In the same week, a key Chinese asset management company, Huarong, set up by Beijing to liquidate bankrupt state enterprises, began offering a range of industrial sites, fixed assets and non-performing loans for auction on the world market.

Insiders reported to the Financial Times on November 20 that firms like Goldman Sachs were expected to pick up the assets for no more than 30% of their face value.

Multinational corporations are also lining up for a new round of investment in production in China. Ericsson has announced plans to invest US$5 billion. Nor is production the only sector to see increased foreign interest. Wal-Mart, the giant US distribution firm announced plans for five new stores in the Greater Beijing region.

A less visible but, in the long term, at least as important development was signalled by a Beijing court which on November 14 ruled against two mainland firms who had been sued by 11 international corporations for infringement of internet domain name regulations.

On the same day, government regulators announced that they would revoke the licences of accountants who failed to meet standards ultimately laid down by the WTO.

The multinationals are also moving fast into the still undeveloped insurance and banking sectors in China. The Coface Group, one of the world’s largest export credit insurance companies, has announced plans for a Shanghai office and the Hong Kong Shanghai and Standard Chartered banks both announced their intentions to buy into mainland banks.

In banking, however, the first actual move has been made by the International Finance Corporation, the private sector arm of the World Bank, which has taken a 15% stake in China’s most successful city commercial bank, Nanjing City Commercial which specialises in financing new industry start ups.

All of these moves point not only to a future draining of profits out of China but also to the creation of a significant layer of Chinese capitalists tied to their imperialist paymasters a key social force for exercising imperialist leverage within the country.

China’s entry into the WTO will also encourage steps towards integrating Taiwan into the mainland economically and, eventually, politically if necessary against the wishes of the Taiwanese people themselves.

Taiwan’s own accession to the WTO was carefully choreographed, approval in principle was given one hour before China’s application was finally agreed and then formal agreement to Taiwan’s application was given one hour later.

As part of the WTO accession agreement, the island state has to dismantle barriers to investment in the mainland and analysts are already predicting a significant impact on jobs and wages as investment is redirected.

On the mainland, too, this is the other side of the coin.

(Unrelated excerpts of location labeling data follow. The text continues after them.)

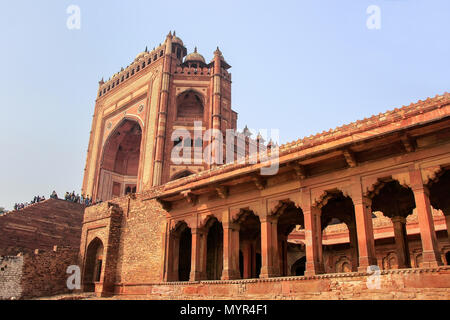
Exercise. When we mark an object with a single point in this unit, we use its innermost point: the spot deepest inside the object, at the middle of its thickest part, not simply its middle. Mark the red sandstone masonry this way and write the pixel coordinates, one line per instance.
(41, 226)
(395, 284)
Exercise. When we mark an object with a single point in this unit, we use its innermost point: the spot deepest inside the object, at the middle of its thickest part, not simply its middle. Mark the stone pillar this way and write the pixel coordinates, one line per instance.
(111, 252)
(216, 109)
(364, 229)
(269, 248)
(162, 114)
(247, 260)
(198, 252)
(172, 258)
(230, 251)
(313, 240)
(353, 237)
(282, 255)
(401, 242)
(447, 220)
(430, 255)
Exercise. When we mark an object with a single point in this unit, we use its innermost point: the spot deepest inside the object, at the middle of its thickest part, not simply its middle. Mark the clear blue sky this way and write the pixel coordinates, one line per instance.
(299, 66)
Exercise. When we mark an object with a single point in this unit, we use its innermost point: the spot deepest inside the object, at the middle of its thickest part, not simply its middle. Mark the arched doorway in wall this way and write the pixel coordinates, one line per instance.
(93, 264)
(289, 217)
(190, 104)
(336, 208)
(397, 203)
(184, 259)
(179, 253)
(214, 250)
(299, 267)
(120, 161)
(439, 195)
(249, 244)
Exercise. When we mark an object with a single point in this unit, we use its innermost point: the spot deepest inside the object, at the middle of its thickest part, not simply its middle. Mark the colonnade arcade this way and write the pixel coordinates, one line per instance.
(250, 240)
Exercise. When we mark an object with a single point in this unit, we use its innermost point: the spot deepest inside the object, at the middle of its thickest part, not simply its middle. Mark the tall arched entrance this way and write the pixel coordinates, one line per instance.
(289, 217)
(397, 203)
(214, 250)
(337, 209)
(179, 253)
(299, 267)
(93, 265)
(249, 244)
(120, 162)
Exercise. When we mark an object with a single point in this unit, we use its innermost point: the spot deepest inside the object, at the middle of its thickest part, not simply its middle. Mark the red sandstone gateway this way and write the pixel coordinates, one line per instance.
(371, 193)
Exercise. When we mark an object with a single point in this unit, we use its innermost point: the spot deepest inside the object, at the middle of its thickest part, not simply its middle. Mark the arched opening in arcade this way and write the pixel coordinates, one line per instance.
(120, 161)
(214, 249)
(190, 105)
(397, 203)
(338, 209)
(249, 244)
(184, 269)
(179, 253)
(299, 267)
(93, 265)
(289, 217)
(440, 195)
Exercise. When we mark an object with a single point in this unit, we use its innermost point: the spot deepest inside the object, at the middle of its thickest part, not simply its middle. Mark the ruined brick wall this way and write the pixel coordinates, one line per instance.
(41, 226)
(10, 277)
(139, 234)
(36, 274)
(141, 250)
(394, 284)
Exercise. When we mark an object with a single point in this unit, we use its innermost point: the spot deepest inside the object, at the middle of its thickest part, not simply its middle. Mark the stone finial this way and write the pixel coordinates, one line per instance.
(217, 52)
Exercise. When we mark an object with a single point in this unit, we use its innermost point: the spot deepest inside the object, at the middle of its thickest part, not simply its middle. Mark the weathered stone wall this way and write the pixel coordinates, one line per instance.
(142, 243)
(132, 230)
(41, 226)
(10, 277)
(36, 275)
(394, 284)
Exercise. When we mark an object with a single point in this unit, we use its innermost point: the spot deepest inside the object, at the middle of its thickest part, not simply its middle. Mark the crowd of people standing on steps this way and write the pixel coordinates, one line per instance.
(36, 199)
(69, 196)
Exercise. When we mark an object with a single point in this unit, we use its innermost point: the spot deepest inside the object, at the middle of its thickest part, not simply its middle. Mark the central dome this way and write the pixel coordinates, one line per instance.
(195, 56)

Consolidation and centralisation mean closures, redundancies and continual pressure to lower wages and shift production to even cheaper parts of the country.

But this is not taking place without opposition and resistance as the Chinese working class itself enters a new period in which it will consolidate its enormous numerical growth in the last two decades.

The scale of working class resistance to the closures of heavy industry in the north-east in particular is now well known. Literally millions have taken part in strikes, demonstrations, occupations and even armed confrontations with state forces.

China is joining the WTO at a time of downturn in world trade, her export growth this year alone has fallen from 30% to nearly zero and the economy as a whole is now expected to grow by only 7% this year. Historically, a growth rate of less than 8% has been seen as a danger signal because of the high rate of population growth.

These figures are sure to lead to attempts to increase exploitation in the new industries as China’s bosses strive to make their profits in the markets of the imperialist powers. At the same time, the imperialist backed corporations will accelerate their attempts to shift production into China and to grab an ever bigger slice of the mainland’s economy.

The enforcement of the WTO’s rules within China and the greater integration of the mainland economy into the global economy will undoubtedly stimulate political and economic conflict.

This must be taken as an opportunity for the development of a politically independent working class movement in China and its integration into a new International of working class and anti-capitalist organisations.